My wife and I decided it was time to practice what we preach. We’d had the sex discussion—okay, monologue—with our teenagers, where one of us spoke, while the teenager tried to run away.
We were about to leave home to drop off our two freshmen (son and daughter) at college. At the last minute, I quickly raced over to CVS to get them each a box of condoms. We have tried to emphasize safety and good decision-making. This purchase showed them we meant it.
As we drove away, I described my errand and explained the delay to the captive kids in the backseat. They politely asked me, okay, begged me, to stop. Of course their reaction demanded that I continue.
Reflections of a Condom-Buying Father
It’s been a long time since I’d needed to buy condoms, and things seem to have changed. For one thing, I’m not nearly as uncomfortable buying them (I’m still working on feminine products). That person behind the register, with the disapproving look, is gone. He’s been replaced by some kid who is impressed that an old guy might still be getting some action.
But, the biggest change was the overwhelming variety. The small, hidden area with two or three choices is now six shelves with a colorful array of options. I immediately eliminated the “party boxes” with 24 – 32 condoms. I want to encourage safety, not too much fun. Besides, if they need to buy that many, let them roll it into a student loan like everyone else. (I think at this point I heard gagging from the back seat.)
The cheapest ones were also easy to eliminate. My philosophy on condoms is similar to that on parachutes. I really, really want to make sure it will work; I’m not looking for a bargain.
There were several boxes called Magnums, designed for the larger male. I felt uncomfortable judging the size of my son, or my daughter’s potential partners, so I passed on these as well. I was, however, somewhat curious about what size, exactly, might require a magnum. But I resisted the urge to peek.
At this point, cries of, “Please stop!” came from the rear of the car.
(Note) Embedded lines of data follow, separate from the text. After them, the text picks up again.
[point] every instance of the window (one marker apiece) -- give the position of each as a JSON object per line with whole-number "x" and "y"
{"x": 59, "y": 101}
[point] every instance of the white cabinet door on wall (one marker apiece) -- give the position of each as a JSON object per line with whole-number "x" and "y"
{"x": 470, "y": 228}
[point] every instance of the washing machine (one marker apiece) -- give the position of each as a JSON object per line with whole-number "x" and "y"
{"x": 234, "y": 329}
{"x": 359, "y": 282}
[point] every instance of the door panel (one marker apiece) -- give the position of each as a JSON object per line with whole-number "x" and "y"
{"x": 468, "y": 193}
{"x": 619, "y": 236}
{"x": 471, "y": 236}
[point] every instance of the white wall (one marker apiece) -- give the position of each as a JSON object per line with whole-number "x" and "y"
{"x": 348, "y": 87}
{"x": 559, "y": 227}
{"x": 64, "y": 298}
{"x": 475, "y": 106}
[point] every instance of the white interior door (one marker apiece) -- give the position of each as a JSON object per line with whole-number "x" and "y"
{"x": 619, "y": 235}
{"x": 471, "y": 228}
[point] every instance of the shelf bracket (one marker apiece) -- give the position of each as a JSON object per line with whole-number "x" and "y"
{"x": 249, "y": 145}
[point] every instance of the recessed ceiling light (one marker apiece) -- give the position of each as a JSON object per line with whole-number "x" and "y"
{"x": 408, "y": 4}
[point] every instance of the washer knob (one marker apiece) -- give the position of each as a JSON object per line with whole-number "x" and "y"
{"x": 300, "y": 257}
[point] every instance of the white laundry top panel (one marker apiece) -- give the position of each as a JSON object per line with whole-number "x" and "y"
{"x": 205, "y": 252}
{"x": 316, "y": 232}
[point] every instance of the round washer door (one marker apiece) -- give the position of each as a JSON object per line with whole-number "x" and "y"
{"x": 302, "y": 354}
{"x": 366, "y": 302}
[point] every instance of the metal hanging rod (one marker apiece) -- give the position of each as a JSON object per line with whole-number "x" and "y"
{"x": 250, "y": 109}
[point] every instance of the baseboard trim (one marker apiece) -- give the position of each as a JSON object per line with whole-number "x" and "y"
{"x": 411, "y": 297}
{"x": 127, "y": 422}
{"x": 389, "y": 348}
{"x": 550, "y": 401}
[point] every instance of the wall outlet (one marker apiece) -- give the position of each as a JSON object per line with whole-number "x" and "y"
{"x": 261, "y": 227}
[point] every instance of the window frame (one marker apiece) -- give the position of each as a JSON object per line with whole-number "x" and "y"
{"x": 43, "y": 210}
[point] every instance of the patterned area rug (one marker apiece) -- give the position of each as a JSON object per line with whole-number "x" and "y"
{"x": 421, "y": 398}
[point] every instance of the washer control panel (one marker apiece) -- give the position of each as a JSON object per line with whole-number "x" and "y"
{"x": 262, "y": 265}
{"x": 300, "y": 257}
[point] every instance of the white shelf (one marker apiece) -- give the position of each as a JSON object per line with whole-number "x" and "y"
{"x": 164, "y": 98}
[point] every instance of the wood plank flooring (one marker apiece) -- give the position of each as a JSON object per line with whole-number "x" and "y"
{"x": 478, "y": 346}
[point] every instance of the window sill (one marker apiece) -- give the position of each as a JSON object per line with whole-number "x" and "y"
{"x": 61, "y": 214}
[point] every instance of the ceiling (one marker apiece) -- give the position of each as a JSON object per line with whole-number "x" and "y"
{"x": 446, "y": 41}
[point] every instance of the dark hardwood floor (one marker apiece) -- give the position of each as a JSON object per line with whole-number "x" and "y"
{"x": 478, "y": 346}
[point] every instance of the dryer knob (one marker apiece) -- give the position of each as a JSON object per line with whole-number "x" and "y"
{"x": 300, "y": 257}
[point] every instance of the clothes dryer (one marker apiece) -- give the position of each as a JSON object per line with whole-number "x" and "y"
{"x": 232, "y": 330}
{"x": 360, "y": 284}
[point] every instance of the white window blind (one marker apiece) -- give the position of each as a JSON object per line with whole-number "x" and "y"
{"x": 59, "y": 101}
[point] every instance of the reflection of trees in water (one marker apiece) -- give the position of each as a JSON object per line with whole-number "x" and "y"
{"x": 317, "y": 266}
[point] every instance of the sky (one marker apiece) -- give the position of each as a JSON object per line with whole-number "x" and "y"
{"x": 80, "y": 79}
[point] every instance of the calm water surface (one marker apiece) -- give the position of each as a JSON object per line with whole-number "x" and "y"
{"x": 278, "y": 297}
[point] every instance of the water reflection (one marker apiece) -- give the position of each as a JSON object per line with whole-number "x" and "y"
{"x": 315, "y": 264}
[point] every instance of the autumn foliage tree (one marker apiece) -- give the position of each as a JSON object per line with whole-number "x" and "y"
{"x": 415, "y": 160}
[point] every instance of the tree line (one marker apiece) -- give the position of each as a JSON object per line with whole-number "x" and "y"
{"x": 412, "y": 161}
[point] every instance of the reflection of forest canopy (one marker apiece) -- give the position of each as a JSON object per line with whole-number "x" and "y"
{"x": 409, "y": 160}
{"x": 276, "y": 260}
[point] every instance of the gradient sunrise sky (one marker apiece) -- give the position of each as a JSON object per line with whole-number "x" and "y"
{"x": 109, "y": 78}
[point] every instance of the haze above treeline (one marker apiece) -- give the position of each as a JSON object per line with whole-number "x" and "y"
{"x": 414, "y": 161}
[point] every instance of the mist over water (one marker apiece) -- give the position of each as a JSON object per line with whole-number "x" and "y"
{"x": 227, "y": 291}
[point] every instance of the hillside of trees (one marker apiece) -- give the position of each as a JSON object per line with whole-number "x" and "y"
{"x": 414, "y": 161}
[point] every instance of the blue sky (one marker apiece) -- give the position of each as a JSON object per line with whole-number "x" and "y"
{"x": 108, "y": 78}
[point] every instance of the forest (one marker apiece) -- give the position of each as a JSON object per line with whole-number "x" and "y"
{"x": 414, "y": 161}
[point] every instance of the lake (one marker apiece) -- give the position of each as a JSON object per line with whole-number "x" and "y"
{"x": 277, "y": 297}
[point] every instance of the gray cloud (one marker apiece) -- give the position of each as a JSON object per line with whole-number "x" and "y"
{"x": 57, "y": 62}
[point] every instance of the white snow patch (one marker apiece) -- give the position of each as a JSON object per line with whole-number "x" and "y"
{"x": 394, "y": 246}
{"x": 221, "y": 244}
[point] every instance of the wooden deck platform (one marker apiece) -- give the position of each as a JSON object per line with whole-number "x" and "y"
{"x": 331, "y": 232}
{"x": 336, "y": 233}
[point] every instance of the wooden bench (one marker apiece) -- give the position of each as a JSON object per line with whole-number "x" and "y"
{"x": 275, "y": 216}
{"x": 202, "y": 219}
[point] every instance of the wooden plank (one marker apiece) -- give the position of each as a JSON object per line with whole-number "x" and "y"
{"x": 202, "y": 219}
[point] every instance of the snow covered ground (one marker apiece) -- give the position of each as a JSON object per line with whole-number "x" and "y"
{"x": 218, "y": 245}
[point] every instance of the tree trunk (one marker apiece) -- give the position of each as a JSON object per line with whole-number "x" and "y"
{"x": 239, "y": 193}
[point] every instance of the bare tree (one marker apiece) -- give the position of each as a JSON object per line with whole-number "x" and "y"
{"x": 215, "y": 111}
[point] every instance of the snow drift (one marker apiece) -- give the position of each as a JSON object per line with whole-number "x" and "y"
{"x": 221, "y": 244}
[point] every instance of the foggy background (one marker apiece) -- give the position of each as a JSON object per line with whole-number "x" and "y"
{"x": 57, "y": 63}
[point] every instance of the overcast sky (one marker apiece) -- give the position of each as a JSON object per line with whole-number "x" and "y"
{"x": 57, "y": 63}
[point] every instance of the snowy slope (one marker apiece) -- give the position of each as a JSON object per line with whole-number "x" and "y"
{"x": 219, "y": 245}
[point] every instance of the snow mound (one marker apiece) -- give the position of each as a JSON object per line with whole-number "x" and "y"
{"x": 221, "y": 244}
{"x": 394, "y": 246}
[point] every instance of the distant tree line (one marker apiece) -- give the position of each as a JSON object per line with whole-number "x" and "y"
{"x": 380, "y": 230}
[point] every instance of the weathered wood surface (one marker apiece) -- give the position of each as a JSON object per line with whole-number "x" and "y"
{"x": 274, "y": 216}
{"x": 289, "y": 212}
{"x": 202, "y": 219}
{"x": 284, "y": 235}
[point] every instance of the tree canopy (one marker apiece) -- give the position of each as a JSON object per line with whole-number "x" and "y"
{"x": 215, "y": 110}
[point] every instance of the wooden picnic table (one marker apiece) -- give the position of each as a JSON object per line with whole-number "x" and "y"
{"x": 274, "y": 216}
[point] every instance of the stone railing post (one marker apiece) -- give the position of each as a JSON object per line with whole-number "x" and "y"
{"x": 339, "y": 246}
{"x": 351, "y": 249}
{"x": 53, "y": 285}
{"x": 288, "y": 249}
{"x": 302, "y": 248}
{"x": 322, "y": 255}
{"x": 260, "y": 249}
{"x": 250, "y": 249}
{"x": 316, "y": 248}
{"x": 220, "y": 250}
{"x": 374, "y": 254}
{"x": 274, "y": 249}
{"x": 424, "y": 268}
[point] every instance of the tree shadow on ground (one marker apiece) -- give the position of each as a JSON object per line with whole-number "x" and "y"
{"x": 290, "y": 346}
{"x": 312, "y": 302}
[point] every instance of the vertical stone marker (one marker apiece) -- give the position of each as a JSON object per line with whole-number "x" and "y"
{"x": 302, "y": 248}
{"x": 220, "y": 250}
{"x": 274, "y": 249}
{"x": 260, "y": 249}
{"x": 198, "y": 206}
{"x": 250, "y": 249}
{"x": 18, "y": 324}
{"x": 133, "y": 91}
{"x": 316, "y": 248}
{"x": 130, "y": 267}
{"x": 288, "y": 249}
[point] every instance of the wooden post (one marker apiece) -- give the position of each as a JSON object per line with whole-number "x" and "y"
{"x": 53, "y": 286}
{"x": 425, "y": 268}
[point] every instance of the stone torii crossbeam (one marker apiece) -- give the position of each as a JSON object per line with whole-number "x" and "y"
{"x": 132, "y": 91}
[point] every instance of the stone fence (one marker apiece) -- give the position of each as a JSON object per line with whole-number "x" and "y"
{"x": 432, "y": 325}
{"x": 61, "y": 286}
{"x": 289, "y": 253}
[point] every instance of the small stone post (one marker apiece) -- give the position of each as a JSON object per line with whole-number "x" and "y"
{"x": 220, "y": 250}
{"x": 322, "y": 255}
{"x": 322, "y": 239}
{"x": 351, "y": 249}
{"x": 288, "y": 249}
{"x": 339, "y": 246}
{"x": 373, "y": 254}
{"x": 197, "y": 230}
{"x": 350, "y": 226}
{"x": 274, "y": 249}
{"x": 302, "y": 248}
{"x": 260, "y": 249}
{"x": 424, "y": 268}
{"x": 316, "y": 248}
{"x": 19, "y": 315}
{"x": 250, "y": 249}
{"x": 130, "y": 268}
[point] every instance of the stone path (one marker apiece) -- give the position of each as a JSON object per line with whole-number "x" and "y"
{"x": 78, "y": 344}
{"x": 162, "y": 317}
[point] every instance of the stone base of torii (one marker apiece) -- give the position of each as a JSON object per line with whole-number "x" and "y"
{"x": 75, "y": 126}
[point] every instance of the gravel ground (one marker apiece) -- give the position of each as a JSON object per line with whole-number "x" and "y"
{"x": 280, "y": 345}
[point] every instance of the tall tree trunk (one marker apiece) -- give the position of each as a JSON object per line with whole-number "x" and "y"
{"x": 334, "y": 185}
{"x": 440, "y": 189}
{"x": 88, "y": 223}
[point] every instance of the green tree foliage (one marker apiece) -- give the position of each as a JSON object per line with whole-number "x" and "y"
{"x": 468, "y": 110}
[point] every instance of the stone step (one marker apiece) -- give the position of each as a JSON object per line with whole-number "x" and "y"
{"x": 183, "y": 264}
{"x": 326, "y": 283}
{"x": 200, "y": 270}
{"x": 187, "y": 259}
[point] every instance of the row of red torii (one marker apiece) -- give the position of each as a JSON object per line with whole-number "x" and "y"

Apparently, they now have lubricants specifically designed to enhance female pleasure. They might have had these 30 years ago as well, but as a young man with raging hormones, it didn’t seem particularly important at the time. But since I was in the line of promoting sex and condom safety, I decided that they were in charge of their own enhancement.
I believe this is where my son and daughter were singing and stomping to try to drown out my voice.
I finally settled on a mid-priced box of 12. It was ribbed and ultra-thin for maximum sensation and natural feel (didn’t care about that), but it did come with a spermicidal lubricant (which I thought was worth it).
As we continued the drive to college, things seemed to settle down. The chuckles from my wife in the passenger seat subsided. The kids in the back stopped squirming and, luckily, the automatic door locks prevented them from jumping out of a moving car at 65 miles per hour.
But, in the end, I think my message was clear: I love you, and I want you to be safe.